Smoke from a wildfire can linger in the stratosphere for up to a year.
Smoke particles from wildfires can erode the ozone layer
The study, which will be published in Nature, focuses on the smoke from the "Black Summer" mega-fire that burned in eastern Australia from December 2019 to January 2020, as per ScienceDaily.
The fires scorched tens of millions of acres and released over a million tons of smoke into the atmosphere, making them the most dangerous on record in the country.
The MIT team discovered a new chemical reaction by which smoke particles from Australian wildfires exacerbated ozone depletion.
The fires likely contributed to a 3-5 percent depletion of total ozone at mid-latitudes in the southern hemisphere, overlying Australia, New Zealand, and parts of Africa and South America by triggering this reaction.
The fires, according to the researchers' model, had an effect in the polar regions as well, eating away at the edges of the ozone hole over Antarctica.
Smoke particles from Australian wildfires had expanded the Antarctic ozone hole by 2.5 million square kilometers, or 10% of its original size, by late 2020.
It's unclear what effect wildfires will have on ozone recovery in the long run.
The United Nations recently reported that the ozone hole and global ozone depletion are on the mend, thanks to a concerted international effort to phase out ozone-depleting chemicals.
However, according to the MIT study, as long as these chemicals remain in the atmosphere, large fires could cause a reaction that temporarily depletes ozone.
The team examined the composition of molecules in the stratosphere following the Australian wildfires in the new study.
They examined three separate sets of satellite data and discovered that in the months following the fires, concentrations of hydrochloric acid dropped significantly at mid-latitudes, while chlorine monoxide increased.
As CFCs degrade naturally, hydrochloric acid (HCl) is present in the stratosphere. As long as chlorine is bound in the form of HCl, it cannot destroy ozone.

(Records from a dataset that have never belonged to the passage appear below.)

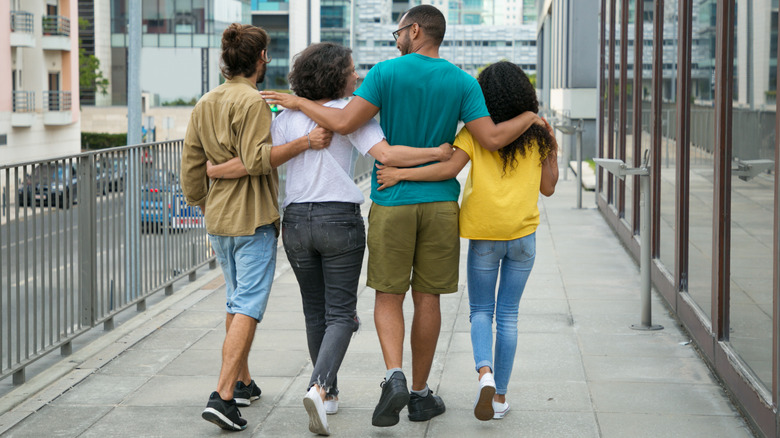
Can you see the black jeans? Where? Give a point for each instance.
(325, 243)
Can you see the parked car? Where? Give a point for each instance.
(50, 184)
(110, 174)
(167, 209)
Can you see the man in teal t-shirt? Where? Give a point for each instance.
(413, 227)
(421, 99)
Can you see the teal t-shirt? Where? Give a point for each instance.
(420, 102)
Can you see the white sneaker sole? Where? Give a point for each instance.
(316, 425)
(245, 402)
(500, 414)
(216, 417)
(331, 407)
(483, 408)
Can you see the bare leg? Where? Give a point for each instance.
(243, 374)
(389, 321)
(235, 352)
(425, 334)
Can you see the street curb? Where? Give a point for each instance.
(56, 380)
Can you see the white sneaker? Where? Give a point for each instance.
(331, 405)
(500, 410)
(318, 420)
(483, 406)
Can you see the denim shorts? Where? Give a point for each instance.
(248, 263)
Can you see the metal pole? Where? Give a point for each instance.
(579, 164)
(644, 260)
(133, 138)
(566, 158)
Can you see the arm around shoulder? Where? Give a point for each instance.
(493, 137)
(550, 171)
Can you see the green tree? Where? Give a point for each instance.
(90, 75)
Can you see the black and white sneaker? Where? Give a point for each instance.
(246, 394)
(223, 413)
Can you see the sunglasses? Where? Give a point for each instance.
(398, 31)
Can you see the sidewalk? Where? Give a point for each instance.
(580, 371)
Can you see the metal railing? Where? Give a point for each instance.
(84, 237)
(57, 100)
(22, 22)
(24, 101)
(55, 25)
(87, 236)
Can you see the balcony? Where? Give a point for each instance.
(22, 27)
(57, 108)
(23, 113)
(56, 32)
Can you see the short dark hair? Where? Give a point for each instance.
(320, 71)
(430, 19)
(241, 47)
(508, 93)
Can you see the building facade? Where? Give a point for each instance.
(39, 84)
(567, 59)
(478, 32)
(706, 117)
(180, 46)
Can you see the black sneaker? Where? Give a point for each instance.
(425, 408)
(223, 413)
(246, 394)
(394, 397)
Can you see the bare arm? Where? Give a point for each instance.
(550, 171)
(493, 136)
(344, 121)
(318, 138)
(390, 176)
(406, 156)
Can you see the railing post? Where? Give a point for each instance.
(87, 231)
(194, 273)
(579, 164)
(19, 377)
(618, 168)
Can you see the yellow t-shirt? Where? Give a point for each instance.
(498, 206)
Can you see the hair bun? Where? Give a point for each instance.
(232, 36)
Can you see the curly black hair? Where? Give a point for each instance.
(509, 93)
(321, 71)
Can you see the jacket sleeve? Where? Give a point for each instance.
(194, 181)
(254, 139)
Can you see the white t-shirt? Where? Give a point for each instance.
(324, 175)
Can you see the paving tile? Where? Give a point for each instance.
(660, 398)
(671, 426)
(58, 421)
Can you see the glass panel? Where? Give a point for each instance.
(616, 100)
(629, 122)
(702, 129)
(752, 200)
(668, 134)
(605, 93)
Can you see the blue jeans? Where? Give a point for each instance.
(325, 243)
(514, 258)
(248, 264)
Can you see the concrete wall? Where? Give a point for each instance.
(157, 65)
(113, 120)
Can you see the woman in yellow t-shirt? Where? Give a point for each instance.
(499, 215)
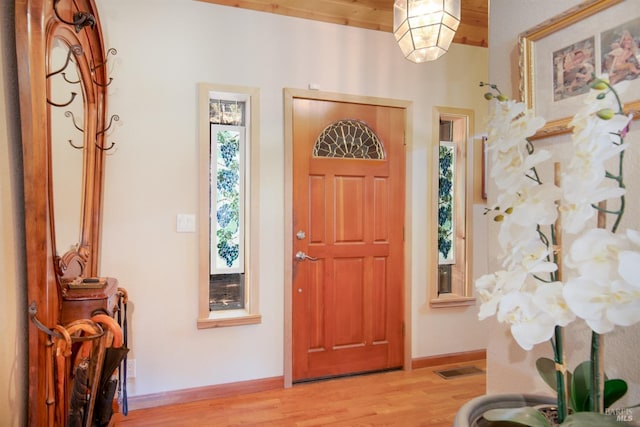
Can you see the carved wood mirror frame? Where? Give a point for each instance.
(38, 24)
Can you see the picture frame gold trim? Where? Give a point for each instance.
(527, 61)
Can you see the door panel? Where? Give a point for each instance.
(348, 293)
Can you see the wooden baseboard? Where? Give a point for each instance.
(204, 393)
(445, 359)
(273, 383)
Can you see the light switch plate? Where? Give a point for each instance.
(186, 223)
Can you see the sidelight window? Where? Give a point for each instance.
(228, 289)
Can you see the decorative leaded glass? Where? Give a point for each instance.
(350, 139)
(446, 203)
(227, 202)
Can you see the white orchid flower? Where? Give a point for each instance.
(603, 304)
(595, 254)
(529, 324)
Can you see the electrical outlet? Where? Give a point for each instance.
(131, 368)
(186, 223)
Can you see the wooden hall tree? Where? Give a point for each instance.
(63, 81)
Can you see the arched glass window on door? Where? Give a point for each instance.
(349, 139)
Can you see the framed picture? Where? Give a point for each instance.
(559, 58)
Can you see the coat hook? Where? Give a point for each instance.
(64, 76)
(80, 19)
(74, 49)
(73, 96)
(111, 51)
(77, 147)
(73, 119)
(101, 84)
(106, 149)
(115, 118)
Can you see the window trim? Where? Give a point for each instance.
(461, 293)
(250, 314)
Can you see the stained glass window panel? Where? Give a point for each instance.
(446, 206)
(227, 219)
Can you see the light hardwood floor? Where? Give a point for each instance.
(400, 398)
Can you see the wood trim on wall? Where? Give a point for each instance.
(445, 359)
(203, 393)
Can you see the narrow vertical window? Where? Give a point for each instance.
(446, 206)
(227, 217)
(450, 198)
(228, 290)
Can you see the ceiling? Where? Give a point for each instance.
(370, 14)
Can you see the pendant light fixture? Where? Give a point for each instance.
(424, 29)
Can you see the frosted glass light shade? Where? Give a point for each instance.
(424, 29)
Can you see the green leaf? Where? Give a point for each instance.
(526, 415)
(591, 419)
(614, 390)
(580, 386)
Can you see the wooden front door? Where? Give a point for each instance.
(348, 220)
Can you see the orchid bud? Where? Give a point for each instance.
(606, 114)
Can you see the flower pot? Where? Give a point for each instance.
(470, 414)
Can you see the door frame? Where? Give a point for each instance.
(289, 95)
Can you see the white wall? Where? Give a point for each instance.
(510, 369)
(13, 314)
(165, 47)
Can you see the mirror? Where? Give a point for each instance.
(60, 51)
(67, 145)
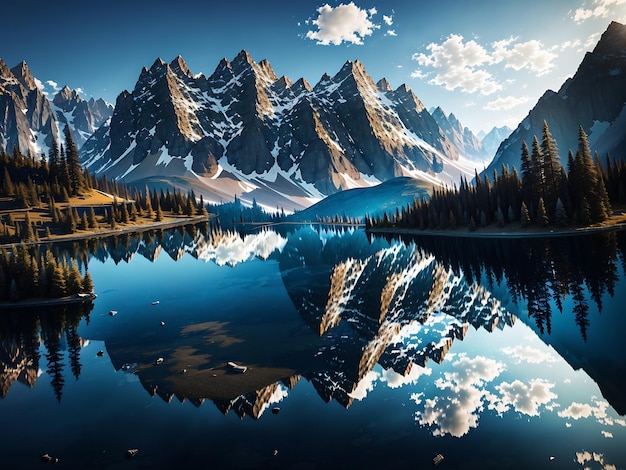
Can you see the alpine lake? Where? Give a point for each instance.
(318, 347)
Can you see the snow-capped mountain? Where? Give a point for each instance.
(83, 117)
(462, 137)
(492, 139)
(594, 98)
(29, 120)
(245, 130)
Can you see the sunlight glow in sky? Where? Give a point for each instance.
(488, 64)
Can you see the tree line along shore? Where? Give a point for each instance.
(48, 197)
(546, 196)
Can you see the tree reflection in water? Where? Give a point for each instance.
(538, 270)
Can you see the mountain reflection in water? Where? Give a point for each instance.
(345, 312)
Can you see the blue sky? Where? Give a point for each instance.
(488, 62)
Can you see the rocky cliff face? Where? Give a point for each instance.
(83, 117)
(244, 124)
(492, 139)
(594, 98)
(462, 137)
(29, 120)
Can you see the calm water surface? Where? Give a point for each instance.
(360, 353)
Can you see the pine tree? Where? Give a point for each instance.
(75, 171)
(525, 216)
(551, 167)
(542, 216)
(87, 283)
(560, 216)
(27, 234)
(159, 213)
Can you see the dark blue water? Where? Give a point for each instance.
(373, 353)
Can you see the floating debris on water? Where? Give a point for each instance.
(437, 459)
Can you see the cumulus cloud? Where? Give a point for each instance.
(598, 410)
(418, 74)
(467, 65)
(597, 9)
(344, 23)
(577, 411)
(520, 352)
(365, 386)
(457, 63)
(585, 457)
(507, 102)
(395, 380)
(40, 85)
(524, 398)
(456, 409)
(232, 250)
(532, 55)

However, if HCl disintegrates, chlorine can react with oxygen to produce ozone-depleting chlorine monoxide.
Also Read: Each Year, Smoke Particles From Human-lit Fires Cause More Than 80% Of All Smoke-related Deaths
The smokey drift
Solomon and her colleagues combed the chemical literature for organic molecules that could react with HCl at higher temperatures to break it down, as per MIT News.
"I discovered that HCl is extremely soluble in a wide range of organic species," Solomon says. "It likes to cling to a variety of compounds."

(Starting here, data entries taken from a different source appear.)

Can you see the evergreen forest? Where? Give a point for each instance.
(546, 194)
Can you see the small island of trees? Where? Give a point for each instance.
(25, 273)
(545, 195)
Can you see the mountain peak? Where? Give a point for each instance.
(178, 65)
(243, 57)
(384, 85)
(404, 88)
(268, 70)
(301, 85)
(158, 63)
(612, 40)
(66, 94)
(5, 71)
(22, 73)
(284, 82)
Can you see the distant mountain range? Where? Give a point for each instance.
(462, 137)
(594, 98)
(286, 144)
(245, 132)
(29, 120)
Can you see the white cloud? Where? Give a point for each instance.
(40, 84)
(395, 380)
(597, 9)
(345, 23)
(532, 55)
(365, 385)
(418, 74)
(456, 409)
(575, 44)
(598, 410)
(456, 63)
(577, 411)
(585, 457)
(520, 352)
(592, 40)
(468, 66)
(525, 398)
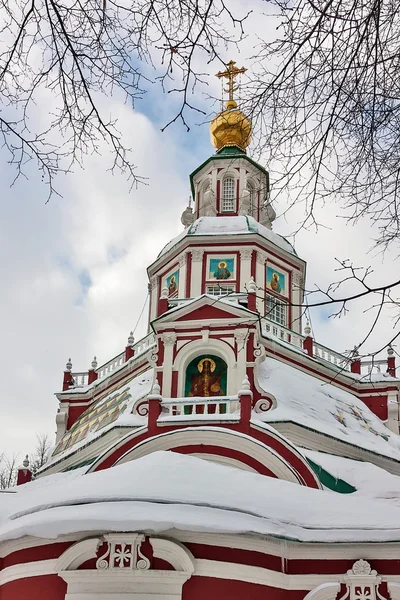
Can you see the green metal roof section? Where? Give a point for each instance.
(228, 152)
(333, 483)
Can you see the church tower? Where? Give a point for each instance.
(225, 454)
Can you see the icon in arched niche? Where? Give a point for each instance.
(206, 376)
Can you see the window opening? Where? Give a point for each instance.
(228, 195)
(220, 290)
(276, 310)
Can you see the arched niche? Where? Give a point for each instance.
(215, 348)
(206, 375)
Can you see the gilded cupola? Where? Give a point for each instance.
(231, 127)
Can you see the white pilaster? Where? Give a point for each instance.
(197, 272)
(260, 281)
(245, 267)
(182, 275)
(169, 340)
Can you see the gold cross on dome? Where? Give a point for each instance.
(230, 74)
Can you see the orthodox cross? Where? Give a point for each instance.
(230, 74)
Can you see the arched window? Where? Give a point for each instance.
(206, 376)
(228, 195)
(252, 191)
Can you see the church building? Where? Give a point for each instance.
(227, 454)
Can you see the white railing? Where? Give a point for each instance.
(81, 379)
(328, 355)
(236, 298)
(373, 366)
(144, 344)
(110, 366)
(282, 333)
(212, 405)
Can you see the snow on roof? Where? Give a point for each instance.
(114, 410)
(166, 490)
(309, 402)
(229, 226)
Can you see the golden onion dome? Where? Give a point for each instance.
(231, 127)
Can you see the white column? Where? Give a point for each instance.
(182, 275)
(260, 281)
(245, 267)
(169, 340)
(197, 272)
(241, 336)
(154, 295)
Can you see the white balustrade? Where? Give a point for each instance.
(186, 407)
(282, 333)
(142, 346)
(80, 379)
(328, 355)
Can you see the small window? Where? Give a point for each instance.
(220, 290)
(228, 195)
(276, 310)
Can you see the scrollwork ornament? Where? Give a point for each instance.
(141, 409)
(246, 253)
(261, 258)
(263, 405)
(197, 254)
(103, 563)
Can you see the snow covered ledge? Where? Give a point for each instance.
(123, 570)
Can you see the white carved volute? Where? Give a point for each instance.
(362, 582)
(123, 553)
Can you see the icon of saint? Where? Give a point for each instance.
(172, 286)
(206, 382)
(275, 283)
(222, 272)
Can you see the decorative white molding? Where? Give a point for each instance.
(324, 591)
(183, 259)
(394, 590)
(174, 553)
(261, 258)
(224, 439)
(362, 582)
(246, 253)
(241, 336)
(197, 254)
(168, 338)
(123, 568)
(77, 554)
(265, 404)
(123, 552)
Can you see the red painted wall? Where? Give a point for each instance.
(210, 588)
(45, 587)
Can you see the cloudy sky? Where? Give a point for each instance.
(73, 270)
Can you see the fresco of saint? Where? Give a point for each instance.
(206, 382)
(172, 282)
(276, 280)
(222, 268)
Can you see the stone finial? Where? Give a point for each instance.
(246, 384)
(156, 390)
(164, 293)
(251, 286)
(188, 217)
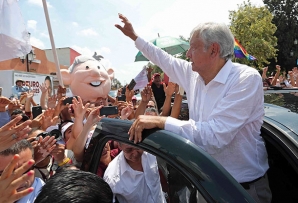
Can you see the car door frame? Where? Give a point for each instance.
(213, 182)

The question then became whether the Australian wildfires released any of the compounds that could have caused HCl breakup and subsequent ozone depletion.
When the team examined the composition of smoke particles in the days following the fires, the picture was far from clear.
When the researchers broadened their search, they discovered that smoke particles persisted for months, circulating in the stratosphere at mid-latitudes, in the same regions and times when HCl concentrations dropped.
When the researchers incorporated this new chemical reaction into an atmospheric chemistry model and simulated the conditions of the Australian wildfires, they discovered a 5% depletion of ozone in the stratosphere at mid-latitudes, as well as a 10% widening of the ozone hole over Antarctica.
The reaction with HCl is most likely the primary mechanism by which wildfires deplete ozone.
However, Solomon believes that there may be other chlorine-containing compounds floating in the stratosphere that wildfires could ignite.